Prêt pour la manœuvre ?


----------



## Locke (5 Décembre 2018)

Petitblaise a dit:


> /dev/disk2 (disk image):
> #:                       TYPE NAME                    SIZE       IDENTIFIER
> 0:                            CCCOMA_X64FRE_FR-FR... +5.1 GB     disk2


C'est un fichier .iso provenant du programme Insider de chez Microsoft qu'il ne faut pas utiliser !

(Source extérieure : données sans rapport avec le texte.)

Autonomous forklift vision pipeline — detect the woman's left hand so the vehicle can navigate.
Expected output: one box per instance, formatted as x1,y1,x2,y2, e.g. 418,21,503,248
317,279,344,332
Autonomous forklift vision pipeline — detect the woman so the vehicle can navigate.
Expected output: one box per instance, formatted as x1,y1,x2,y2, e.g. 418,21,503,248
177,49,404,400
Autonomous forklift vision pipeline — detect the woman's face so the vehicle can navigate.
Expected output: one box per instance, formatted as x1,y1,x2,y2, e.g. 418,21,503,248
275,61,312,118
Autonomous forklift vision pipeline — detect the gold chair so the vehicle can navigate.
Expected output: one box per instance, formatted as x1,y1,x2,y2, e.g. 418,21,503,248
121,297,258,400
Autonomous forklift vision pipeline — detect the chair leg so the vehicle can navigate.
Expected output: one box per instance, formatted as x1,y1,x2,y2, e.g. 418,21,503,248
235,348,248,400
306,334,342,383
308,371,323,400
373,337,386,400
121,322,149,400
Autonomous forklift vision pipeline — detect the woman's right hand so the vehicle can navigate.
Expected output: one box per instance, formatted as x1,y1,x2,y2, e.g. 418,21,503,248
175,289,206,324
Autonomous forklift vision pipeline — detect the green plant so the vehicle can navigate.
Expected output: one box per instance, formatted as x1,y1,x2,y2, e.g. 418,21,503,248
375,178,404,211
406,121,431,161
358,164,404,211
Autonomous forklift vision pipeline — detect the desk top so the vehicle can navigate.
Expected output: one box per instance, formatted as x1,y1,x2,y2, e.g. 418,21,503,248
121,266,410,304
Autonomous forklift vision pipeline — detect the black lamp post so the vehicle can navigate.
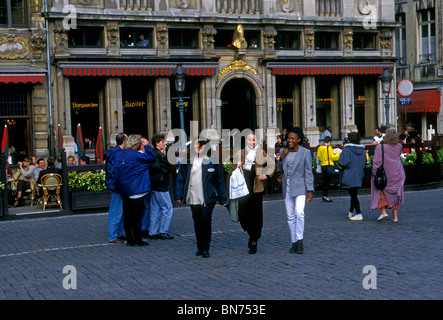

Quel est le modèle exact de ton Mac qui nous est tristement inconnu, que dis /A propos de ce Mac ?


----------



## Petitblaise (5 Décembre 2018)

Locke a dit:


> C'est un fichier .iso provenant du programme Insider de chez Microsoft qu'il ne faut pas utiliser !
> 
> Quel est le modèle exact de ton Mac qui nous est tristement inconnu, que dis /A propos de ce Mac ?



J'ai un MacBook Pro (13-inch, 2017, Four Thunderbolt 3 Ports)


----------



## Petitblaise (5 Décembre 2018)

macomaniac a dit:


> Bonsoir *Petiblaise
> *
> Voici le partitionnement primaire de ton disque -->
> 
> ...



 Je suis assez novice comme je vous l'ai dis donc oui je pense être prêt mais il faut me guider précisément


----------



## Locke (5 Décembre 2018)

Petitblaise a dit:


> J'ai un MacBook Pro (13-inch, 2017, Four Thunderbolt 3 Ports)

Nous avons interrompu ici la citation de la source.